We are the only honest band. You try to find another band that's got true, honest feeling. Not fashion, girls, things that are going to get them in the Top 10. That's rubbish, all of it. Our motives are to become as much ourselves as we possibly can.
What do you think we are? Entertainment? Go on at 10 o'clock and switch on just like the record? We're human beings. We play as we feel. Tough fuckin' nana. We don't give a fuck about the bourgeois cunts at the back. The people we really play for are the ones who follow us to every gig, good or bad. That primitive feeling, there's something we've got that they need.
Jaz Coleman, Killing Joke interview, Sounds, August 1980
KILLING JOKE released Turn to Red, their debut, on this day in 1979 through Malicious Damage, the label formed by the band with Mike Coles.
Turn to Red was reissued less than two months later by Island Records, retitled Almost Red with an additional song of the same name.

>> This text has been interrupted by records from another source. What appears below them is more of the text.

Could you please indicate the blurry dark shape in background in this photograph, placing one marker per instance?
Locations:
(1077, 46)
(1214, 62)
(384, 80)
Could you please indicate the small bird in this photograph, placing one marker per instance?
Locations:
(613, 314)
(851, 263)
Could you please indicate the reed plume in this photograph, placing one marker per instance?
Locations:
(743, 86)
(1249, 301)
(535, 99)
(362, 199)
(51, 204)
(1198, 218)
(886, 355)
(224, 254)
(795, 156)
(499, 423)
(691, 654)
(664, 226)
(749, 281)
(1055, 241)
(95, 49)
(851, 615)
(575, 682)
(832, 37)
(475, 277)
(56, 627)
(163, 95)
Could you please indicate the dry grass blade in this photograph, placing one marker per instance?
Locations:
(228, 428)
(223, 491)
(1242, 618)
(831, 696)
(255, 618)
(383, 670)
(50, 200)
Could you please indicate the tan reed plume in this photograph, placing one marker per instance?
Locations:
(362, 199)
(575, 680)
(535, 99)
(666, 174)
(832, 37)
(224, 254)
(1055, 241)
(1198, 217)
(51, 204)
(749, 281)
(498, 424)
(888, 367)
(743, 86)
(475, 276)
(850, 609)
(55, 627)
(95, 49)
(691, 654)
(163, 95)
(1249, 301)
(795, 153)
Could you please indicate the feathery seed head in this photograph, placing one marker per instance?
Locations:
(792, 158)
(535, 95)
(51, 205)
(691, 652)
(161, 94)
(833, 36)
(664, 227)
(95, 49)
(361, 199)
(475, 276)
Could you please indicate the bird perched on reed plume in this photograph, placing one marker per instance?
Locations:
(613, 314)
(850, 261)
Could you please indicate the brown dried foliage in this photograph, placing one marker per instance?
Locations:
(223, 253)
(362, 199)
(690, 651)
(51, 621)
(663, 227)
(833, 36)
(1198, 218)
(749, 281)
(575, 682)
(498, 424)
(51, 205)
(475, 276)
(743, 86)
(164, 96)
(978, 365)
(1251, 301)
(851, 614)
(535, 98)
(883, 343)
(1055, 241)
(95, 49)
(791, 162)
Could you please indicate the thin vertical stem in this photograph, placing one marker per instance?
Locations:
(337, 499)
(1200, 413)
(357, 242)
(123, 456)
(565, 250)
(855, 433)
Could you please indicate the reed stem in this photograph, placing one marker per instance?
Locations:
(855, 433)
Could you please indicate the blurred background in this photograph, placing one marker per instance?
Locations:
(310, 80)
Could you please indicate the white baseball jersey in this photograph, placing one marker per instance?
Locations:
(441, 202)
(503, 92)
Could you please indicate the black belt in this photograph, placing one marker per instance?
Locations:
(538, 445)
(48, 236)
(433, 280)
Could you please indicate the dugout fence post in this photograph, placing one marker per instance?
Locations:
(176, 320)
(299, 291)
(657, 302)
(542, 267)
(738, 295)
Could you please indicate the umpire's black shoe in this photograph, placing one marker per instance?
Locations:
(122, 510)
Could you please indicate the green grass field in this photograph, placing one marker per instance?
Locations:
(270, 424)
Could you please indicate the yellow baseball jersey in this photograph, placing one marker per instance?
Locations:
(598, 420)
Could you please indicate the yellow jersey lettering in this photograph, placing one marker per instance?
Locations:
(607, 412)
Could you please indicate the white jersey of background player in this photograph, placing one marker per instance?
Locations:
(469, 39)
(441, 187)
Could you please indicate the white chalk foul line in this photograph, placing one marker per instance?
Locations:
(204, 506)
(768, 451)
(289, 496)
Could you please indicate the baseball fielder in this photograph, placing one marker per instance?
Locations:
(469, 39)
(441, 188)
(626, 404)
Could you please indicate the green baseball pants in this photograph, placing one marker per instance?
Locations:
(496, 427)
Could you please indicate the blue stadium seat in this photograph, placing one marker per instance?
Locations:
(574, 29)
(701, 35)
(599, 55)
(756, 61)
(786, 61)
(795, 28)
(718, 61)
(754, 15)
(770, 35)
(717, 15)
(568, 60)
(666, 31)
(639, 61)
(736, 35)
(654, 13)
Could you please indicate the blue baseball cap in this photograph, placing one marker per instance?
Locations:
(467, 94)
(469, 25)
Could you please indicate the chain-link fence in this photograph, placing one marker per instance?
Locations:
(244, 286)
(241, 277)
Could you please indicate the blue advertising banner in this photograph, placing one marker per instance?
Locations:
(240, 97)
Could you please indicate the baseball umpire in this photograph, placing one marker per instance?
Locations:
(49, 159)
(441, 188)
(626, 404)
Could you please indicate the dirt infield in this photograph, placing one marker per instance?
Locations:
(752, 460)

They aren't "political" in any dogmatic way but our Prime Minister has managed to get under their skin - they brought her name up repeatedly and although she's never mentioned in their songs last summer she inspired the first Killing Joke composition, Are You Receiving.
It says: "We got nothing at all/This is life in the fall/We keep searching for the positive/We're using everything."
Sounds, August 1980
John Peel was sent an advance copy of Turn to Red and quickly arranged a session which aired 22 October 1979.
I think that most bands in the 80s had a specific sense of musical direction and fairly specific musical origins and with fairly direct reference points. We've always been fairly direct and deliberate about our references from the early days on but ours have always been a lot more eclectic. From the early days on we were bringing in disco, punk, dub, metal . . . all those elements were present but it does change from then to the 'Love Like Blood' more melodic, synth era to the much more heavier classic rock sounding Pandemonium and then we had the heavier, techno, industrial white-out phase. We've made a contribution to all those genres in a way but because we've spread ourselves across the spectrum and it's not been in an obvious or predictable way, that does mean we have been overlooked a little bit. Or not taken so seriously. I say that but we do get kudos from our contemporaries today but we certainly didn't in the 80s. Then we were dismissed as just . . . dirge.